À primeira leitura, seria natural jurar que o automóvel em destaque é o bem conhecido SEAT Toledo dos anos 1990: a mesma linha de perfil, óticas muito parecidas e uma silhueta impossível de confundir.
Só que este “Toledo” não saiu de Tarragona. As imagens mostram, na verdade, o primeiro carro da Chery, nascido na China. Sim, a mesma que se prepara para produzir carros em… Espanha.
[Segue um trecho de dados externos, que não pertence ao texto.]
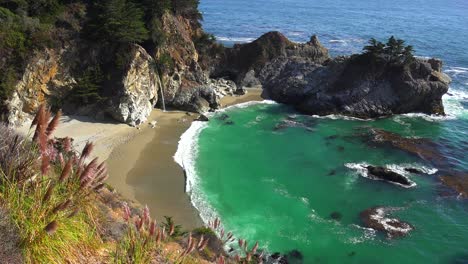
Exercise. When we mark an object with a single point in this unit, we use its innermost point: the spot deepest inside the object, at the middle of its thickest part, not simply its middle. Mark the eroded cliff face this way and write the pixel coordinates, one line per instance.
(356, 87)
(138, 93)
(300, 74)
(129, 94)
(186, 86)
(304, 75)
(47, 75)
(244, 62)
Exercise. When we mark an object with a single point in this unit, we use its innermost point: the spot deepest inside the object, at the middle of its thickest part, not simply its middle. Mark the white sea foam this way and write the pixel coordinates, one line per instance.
(186, 155)
(341, 117)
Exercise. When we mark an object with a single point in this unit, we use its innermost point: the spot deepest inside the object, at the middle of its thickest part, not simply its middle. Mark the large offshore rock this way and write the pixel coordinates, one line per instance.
(244, 62)
(138, 92)
(357, 87)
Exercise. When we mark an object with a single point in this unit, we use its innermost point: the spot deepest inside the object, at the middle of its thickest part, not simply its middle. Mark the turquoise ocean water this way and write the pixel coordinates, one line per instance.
(281, 187)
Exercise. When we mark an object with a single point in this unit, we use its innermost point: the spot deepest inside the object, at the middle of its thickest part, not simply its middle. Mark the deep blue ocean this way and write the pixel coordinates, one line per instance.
(300, 191)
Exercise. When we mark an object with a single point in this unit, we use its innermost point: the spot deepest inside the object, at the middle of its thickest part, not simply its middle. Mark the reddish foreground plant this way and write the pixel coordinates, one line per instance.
(45, 181)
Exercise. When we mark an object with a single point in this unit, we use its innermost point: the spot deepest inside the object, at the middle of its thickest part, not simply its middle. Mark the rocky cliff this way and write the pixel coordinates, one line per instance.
(301, 74)
(305, 76)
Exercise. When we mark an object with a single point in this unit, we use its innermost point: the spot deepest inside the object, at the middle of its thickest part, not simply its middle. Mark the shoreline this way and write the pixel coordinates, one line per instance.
(143, 168)
(140, 160)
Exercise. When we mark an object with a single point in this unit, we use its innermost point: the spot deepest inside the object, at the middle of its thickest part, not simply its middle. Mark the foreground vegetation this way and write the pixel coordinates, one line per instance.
(53, 196)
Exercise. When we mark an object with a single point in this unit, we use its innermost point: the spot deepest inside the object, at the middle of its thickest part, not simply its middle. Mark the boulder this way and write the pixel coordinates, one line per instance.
(138, 93)
(202, 118)
(414, 170)
(243, 62)
(420, 147)
(457, 181)
(385, 174)
(304, 75)
(354, 86)
(378, 219)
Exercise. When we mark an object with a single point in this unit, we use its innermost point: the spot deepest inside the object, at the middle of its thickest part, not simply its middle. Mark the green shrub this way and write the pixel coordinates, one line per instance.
(48, 189)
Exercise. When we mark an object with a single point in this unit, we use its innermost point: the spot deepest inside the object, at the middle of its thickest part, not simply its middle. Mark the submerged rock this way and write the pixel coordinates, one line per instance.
(336, 216)
(385, 174)
(377, 218)
(202, 118)
(414, 170)
(421, 147)
(223, 117)
(456, 181)
(287, 123)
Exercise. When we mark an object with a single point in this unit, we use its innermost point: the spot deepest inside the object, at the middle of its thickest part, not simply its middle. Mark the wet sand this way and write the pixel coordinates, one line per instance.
(143, 169)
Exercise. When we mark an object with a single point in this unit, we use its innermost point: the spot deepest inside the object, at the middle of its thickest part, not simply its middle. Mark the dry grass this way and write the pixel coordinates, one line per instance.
(48, 190)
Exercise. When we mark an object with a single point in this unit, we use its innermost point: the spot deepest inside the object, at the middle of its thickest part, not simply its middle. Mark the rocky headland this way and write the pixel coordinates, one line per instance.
(300, 74)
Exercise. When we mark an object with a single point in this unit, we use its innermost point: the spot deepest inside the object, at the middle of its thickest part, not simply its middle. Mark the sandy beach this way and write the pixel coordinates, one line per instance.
(140, 160)
(143, 169)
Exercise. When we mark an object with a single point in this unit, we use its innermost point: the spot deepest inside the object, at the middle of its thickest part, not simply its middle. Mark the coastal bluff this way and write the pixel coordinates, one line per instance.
(300, 74)
(305, 76)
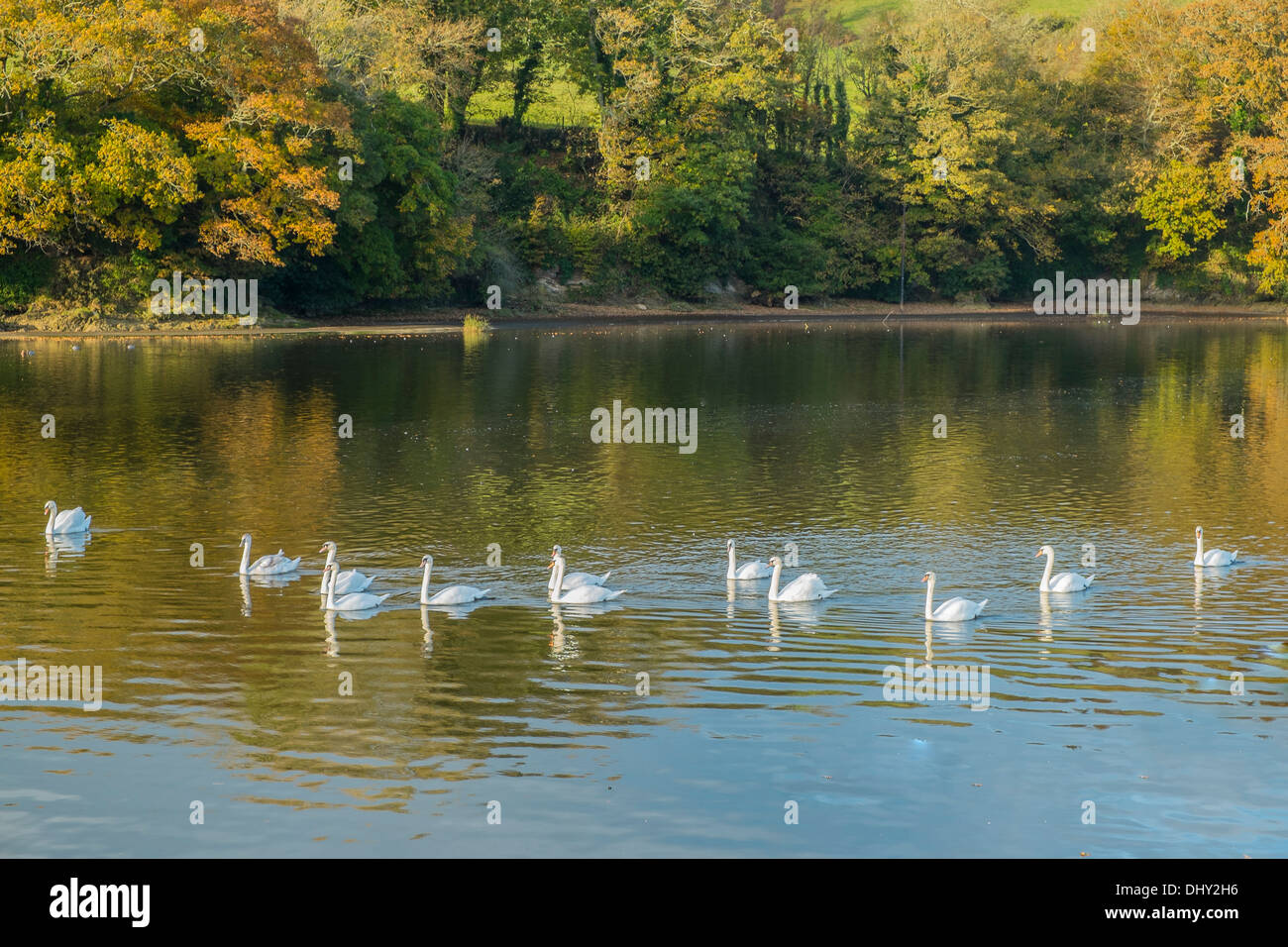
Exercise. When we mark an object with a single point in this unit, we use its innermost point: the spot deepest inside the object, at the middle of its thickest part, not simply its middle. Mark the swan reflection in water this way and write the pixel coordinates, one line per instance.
(262, 582)
(562, 644)
(333, 643)
(69, 545)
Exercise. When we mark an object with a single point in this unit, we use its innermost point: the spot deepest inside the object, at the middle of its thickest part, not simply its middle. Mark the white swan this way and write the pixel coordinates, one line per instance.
(581, 594)
(344, 581)
(353, 602)
(1214, 557)
(273, 565)
(574, 579)
(67, 521)
(750, 570)
(452, 594)
(952, 609)
(1065, 581)
(806, 587)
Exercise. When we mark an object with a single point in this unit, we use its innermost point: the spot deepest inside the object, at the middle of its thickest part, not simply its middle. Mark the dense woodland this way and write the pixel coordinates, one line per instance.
(356, 154)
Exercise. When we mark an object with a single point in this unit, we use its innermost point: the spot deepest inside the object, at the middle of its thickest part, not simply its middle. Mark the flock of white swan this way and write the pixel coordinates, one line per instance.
(347, 590)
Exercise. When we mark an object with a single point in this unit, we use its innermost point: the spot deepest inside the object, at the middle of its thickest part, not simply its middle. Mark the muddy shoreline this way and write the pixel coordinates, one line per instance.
(576, 315)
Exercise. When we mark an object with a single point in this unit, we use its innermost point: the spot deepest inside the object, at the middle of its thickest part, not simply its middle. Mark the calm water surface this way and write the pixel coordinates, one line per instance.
(228, 692)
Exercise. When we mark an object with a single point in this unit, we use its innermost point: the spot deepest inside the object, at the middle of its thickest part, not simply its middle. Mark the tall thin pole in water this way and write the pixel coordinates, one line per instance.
(903, 232)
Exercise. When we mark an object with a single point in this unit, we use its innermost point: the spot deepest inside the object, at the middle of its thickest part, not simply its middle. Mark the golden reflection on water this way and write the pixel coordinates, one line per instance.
(820, 438)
Batizado Chery Fulwin (A11), trata-se de uma réplica quase milimétrica do Toledo 1L, com uma história onde se cruzam engenharia, política e uma dose generosa de atrevimento industrial. Apesar de parecer uma cópia descarada, o que está por trás não foi pirataria: foi um acordo legal. Ainda assim, a forma como este Toledo de alma chinesa chegou à estrada está longe de ser banal.
Como um Toledo espanhol se tornou num carro chinês
Quando, em 1999, o SEAT Toledo de primeira geração saiu de cena e foi descontinuado, tudo indicava que o seu percurso comercial tinha terminado. No entanto, do outro lado do mundo, estava prestes a começar outra vida.
A Chery - então uma marca chinesa recém-fundada - viu valor onde muitos só viam um modelo envelhecido. A empresa comprou à Volkswagen o pacote técnico indispensável para fabricar o Toledo: equipamento industrial, linhas de montagem, documentação de produção e o respetivo know-how.
Ou seja, não houve roubo de tecnologia; houve um entendimento formal e com base jurídica. A partir desse ponto de partida, a Chery materializou o seu primeiro automóvel: o Chery Fulwin (A11).
Corpo espanhol, coração britânico-americano
Mas havia um obstáculo importante: o contrato com a Volkswagen não abrangia as motorizações. E um carro sem motor não passa, no melhor cenário, de um bonito peso de papel. É aqui que entra Yin Tongyao, engenheiro e peça central na criação da Chery.
Tendo trabalhado com a Volkswagen, Yin reunia a experiência - e as ligações - certas. Foi assim que soube que a Ford se preparava para encerrar, no Reino Unido, uma linha onde ainda eram produzidos os motores CVH (1.6 l com 85 cv).
A resposta foi pragmática: a Chery adquiriu a fábrica, desmontou-a e transportou-a para a China. Tudo de forma discreta, fora do foco das autoridades.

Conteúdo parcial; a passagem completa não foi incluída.